Watch: A conversation with Nobel laureates

Encounters with rock stars, parking privileges and of course, global recognition of the research that changed thousands of lives: Myron Scholes and Donna Strickland talk about the impact and importance of the Nobel Prize.

By Sonia Verma October 9, 2020

All 3 participants are on the screen, smiling in a video call. At the top right is a logo that says MacTalks
Encounters with rock stars, parking privileges and of course, global recognition of the research that changed thousands of lives: Myron Scholes and Donna Strickland talk about the impact and importance of the Nobel Prize.

What’s it like to find out you won a Nobel Prize?

Well, physics laureate Donna Strickland’s daughter took one look at the text message with the news in 2018 and thought, “Oh no, mom’s phone has been hacked!”

And that was after a 5 a.m. phone call glitch famously woke Strickland up, then left her on hold for 15 minutes before she hung up on Nobel organizers – “I had to call Sweden to find out I had won the award,” she recounts with a laugh.

Economist Myron Scholes, on the other hand, proved hard to find. The announcement about his Nobel in 1997 had to be delayed until he could be tracked down at a conference and informed.

The two Mac grads talked candidly about success, failure, brain drain, rock stars (Strickland met Queen guitarist and fellow physicist Brian May; Scholes turned down an event with Shania Twain) and campus parking, in a lively MacTalks event, moderated by author and journalist John Stackhouse.

MacTalks is a series of virtual conversations with McMaster researchers and award winners who are at the forefront of tackling some of the world’s most pressing challenges, such as isolating the virus behind COVID-19 and preventing the next pandemic.

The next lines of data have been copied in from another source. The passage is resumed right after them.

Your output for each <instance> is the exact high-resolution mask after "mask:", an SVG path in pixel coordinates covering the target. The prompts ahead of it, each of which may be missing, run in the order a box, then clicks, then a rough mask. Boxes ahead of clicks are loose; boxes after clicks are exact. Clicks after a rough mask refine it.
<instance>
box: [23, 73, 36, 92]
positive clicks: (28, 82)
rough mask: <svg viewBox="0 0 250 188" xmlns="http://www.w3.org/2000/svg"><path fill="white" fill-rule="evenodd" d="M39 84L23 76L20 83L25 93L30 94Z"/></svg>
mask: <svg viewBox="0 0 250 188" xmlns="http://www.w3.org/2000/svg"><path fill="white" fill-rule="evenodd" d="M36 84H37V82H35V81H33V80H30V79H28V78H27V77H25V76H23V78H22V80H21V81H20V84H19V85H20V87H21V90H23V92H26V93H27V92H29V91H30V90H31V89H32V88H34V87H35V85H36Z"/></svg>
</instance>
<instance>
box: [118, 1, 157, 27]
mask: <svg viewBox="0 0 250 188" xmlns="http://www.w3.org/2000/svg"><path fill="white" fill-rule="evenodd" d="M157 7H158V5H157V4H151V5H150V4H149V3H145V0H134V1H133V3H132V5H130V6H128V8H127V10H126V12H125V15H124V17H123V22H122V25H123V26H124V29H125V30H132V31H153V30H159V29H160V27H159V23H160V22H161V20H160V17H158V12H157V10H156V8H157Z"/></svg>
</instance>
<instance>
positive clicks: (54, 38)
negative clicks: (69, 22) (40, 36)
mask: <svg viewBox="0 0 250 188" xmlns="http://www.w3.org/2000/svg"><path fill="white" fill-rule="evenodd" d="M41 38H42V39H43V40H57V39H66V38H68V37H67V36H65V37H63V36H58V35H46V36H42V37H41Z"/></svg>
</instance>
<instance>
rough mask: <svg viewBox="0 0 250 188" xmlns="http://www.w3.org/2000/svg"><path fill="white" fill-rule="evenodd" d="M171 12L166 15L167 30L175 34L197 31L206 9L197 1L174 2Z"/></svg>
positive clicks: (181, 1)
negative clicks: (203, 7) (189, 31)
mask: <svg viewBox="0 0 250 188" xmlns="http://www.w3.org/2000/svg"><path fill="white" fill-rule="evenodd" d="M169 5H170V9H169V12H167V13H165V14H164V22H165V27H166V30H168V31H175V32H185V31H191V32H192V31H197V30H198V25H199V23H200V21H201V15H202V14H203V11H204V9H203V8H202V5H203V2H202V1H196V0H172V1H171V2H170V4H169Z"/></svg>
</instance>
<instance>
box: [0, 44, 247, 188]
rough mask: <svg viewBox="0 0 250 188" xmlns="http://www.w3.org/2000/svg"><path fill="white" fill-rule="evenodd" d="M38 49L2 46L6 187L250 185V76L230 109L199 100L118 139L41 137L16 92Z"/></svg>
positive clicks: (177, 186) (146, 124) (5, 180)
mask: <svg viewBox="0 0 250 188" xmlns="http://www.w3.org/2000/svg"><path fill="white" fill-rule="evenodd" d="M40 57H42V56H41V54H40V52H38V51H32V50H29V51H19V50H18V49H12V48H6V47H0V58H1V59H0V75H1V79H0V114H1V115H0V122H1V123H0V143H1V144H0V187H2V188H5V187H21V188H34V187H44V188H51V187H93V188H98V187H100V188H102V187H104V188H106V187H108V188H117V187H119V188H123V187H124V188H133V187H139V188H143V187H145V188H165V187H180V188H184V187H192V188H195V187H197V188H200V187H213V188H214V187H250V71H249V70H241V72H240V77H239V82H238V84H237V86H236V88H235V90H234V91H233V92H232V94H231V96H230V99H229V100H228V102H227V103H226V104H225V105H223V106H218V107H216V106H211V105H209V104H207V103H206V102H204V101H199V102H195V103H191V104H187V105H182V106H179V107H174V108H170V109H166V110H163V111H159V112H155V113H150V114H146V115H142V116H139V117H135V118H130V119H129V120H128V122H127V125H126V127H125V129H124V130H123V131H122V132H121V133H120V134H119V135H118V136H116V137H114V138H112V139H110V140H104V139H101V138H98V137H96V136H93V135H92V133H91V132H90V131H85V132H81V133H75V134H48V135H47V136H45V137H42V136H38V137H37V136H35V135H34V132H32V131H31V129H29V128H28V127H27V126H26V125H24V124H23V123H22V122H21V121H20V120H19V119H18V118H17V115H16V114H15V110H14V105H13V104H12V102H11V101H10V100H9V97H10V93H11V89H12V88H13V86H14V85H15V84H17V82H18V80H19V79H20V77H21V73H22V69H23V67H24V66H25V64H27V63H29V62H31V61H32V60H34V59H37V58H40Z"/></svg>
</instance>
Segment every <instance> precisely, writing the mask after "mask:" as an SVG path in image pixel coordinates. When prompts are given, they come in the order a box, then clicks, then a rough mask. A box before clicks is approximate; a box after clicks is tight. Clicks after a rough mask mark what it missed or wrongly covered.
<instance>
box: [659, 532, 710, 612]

The two Nobel laureates also spoke about the importance of moving forward in the face of disappointment. “You have to not beat yourself up constantly,” Strickland says.

“Science, 99 per cent of the time, something is not working in the lab. But that 1 per cent of the time that it’s working… it’s so great! So you have to keep telling yourself that 1 per cent of the time is coming. You just have to work through the 99 per cent.”

If you want to learn a lot about photonics or economics, this probably isn’t the talk for you. If you want to hear some of the smartest people alive talking animatedly about how the Nobel Prize did – and didn’t – affect their lives, tune in. It’s worth a watch.